The ability to create reasonably good-looking cross-platform desktop applications using Node.js. Obviously Electron is not much use to you if you're already experienced in the native development kit of your platform, but if your main expertise is Node.js (which is the case for an increasing number of developers), Electron is quite handy.

Also, it can conveniently turn your run-of-the-mill XSS bug into remote code execution! Welcome to 2016, everybody.
I am a person who always wanted to develop native desktop applications, but ended up developing for the web instead because the barrier to entry is lower.

Now I have the opportunity to do what I actually wanted to do.

I think this marks why Hacker News is biased against Electron. I really appreciate your eager to develop desktop applications, but Electron apps are _not_ native. It brings web technologies to the desktop. This is clearly an advantage for web developers, as it, as you just said, lowers the barrier to entry. Custom UIs are in my opinion also much easier to develop using Electron - this is exactly what HTML/CSS/JS were designed for. But these apps don't fit into the operating system. They use few of the available APIs, they are restricted to a common layer of abstraction, which means they can only use features available on Windows/OS X/Linux and none of the platform specific features, they are always "statically linked" (what I mean is every Electron app ships it's own libraries and the whole framework itself), etc.
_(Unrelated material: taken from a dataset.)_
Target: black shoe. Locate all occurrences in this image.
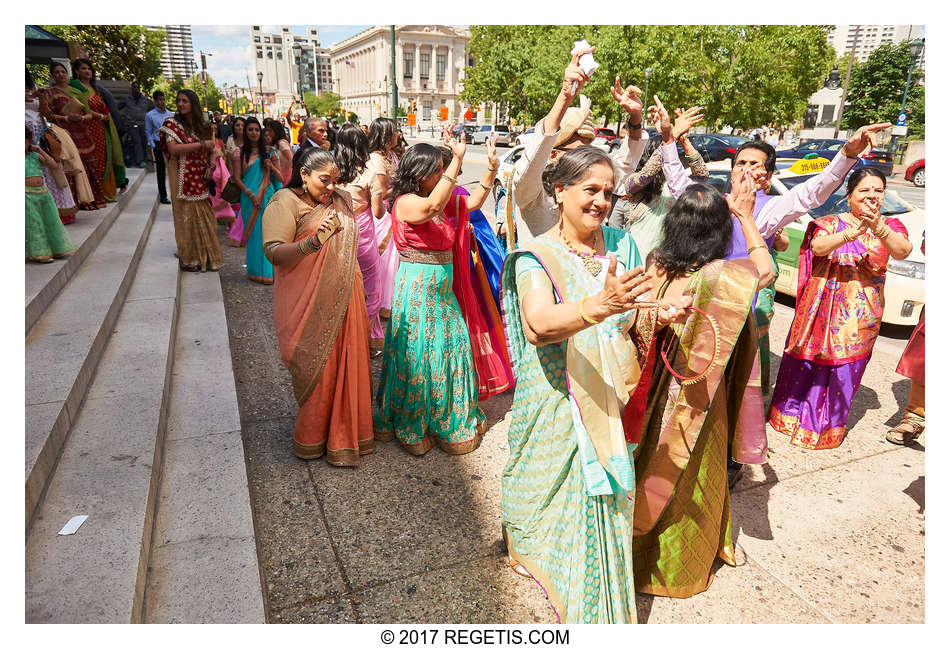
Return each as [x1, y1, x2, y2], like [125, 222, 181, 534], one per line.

As you said, Electron clearly has its advantages. But I appreciate the effort when a developer creates an application using the target platform's native language, frameworks and usage patterns (in this case, Swift, AppKit and the Cocoa APIs). The result is, in my opinion, clearly worth the effort and a wonderful piece of software to use.

Technically speaking, HTML was designed for reading and sharing scientific documents, CSS was meant for styling documents in minor ways, and JS was slapped on to compete with web "web applets" made by Microsoft and Sun.
Technically speaking, none of what you wrote is relevant today. (To pick a major nit, CSS was always meant to be able to re-skin a site completely, hardly "minor".)
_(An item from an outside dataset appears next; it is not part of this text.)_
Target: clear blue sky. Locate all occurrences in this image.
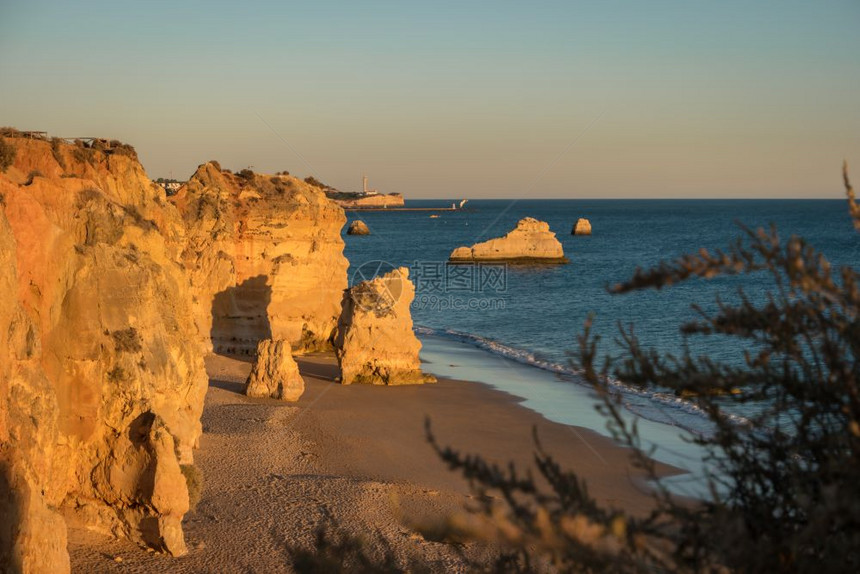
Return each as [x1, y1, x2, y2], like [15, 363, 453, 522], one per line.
[1, 1, 858, 198]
Web development has ballooned into a capable, flexible and highly complex beast. It is evolving (understatement) but it can be used to produce very complex apps now, witness the Google productivity apps.

All that said, true native apps provide a superior user experience if done well.
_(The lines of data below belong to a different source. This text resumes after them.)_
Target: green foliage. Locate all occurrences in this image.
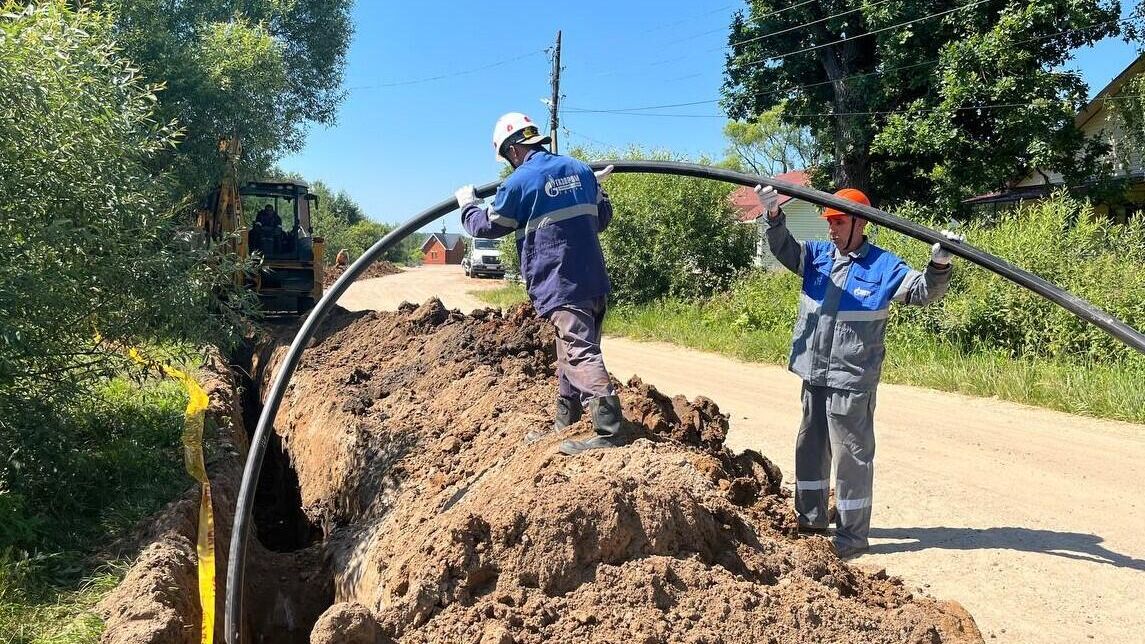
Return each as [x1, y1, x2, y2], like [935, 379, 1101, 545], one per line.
[498, 235, 520, 275]
[479, 147, 756, 302]
[1, 376, 186, 554]
[472, 284, 529, 308]
[302, 179, 424, 266]
[723, 104, 827, 175]
[0, 2, 247, 413]
[0, 374, 187, 642]
[1109, 73, 1145, 166]
[723, 1, 1122, 208]
[85, 0, 354, 196]
[1, 558, 123, 643]
[607, 298, 1145, 423]
[647, 192, 1145, 364]
[879, 193, 1145, 362]
[600, 149, 757, 303]
[601, 192, 1145, 420]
Get a good book on OS X development in ObjC or Swift and download Xcode. Couple of weeks hacking on a toy project and away you go.
Now try to share that program with your Windows- or Linux-using friends.

That sort of gets to how I feel about Electron apps. If you don't like Electron apps, then just pretend any app made with it isn't available for your platform, as would likely be the case if they were not using a cross-platform library.

> Now try to share that program with your Windows- or Linux-using friends.

There is always the Qt5 option, although I'd be curious to see how much overhead (latency, battery consumption, etc) Qt brings over a program built directly in Cocoa.

The comment you replied to explains the problem with your logic: the easy creation of apps using Electron exposes nontrivial security issues that will likely not get caught because speed is a priority.
I was about to say, "not that many apps, all I can think of is Atom and VS Code", but I was surprised by the size of this list: http://electron.atom.io/apps/

I've never used it, but it sounds potentially great for people who do a lot of web development. It's a frictionless way for them to share code and other assets between native(isher) desktop apps and web projects. For web developers who don't do desktop development at all, it's also a relatively frictionless way to ship a desktop app.

If you don't need a cross-platform UI toolkit, and/or don't need to (or want to) use web technologies in a desktop app, it wouldn't be a net positive. Obviously there are downsides in terms of performance and not having a native UI. The upsides depend on your requirements, which range from 0 to >= the downsides.

The company I work for has an Electron app and the advantage of it is that we can take our existing Node.js-powered online product and package it up for desktop/offline use with just some minimal work. We don't have to maintain two completely separate codebases.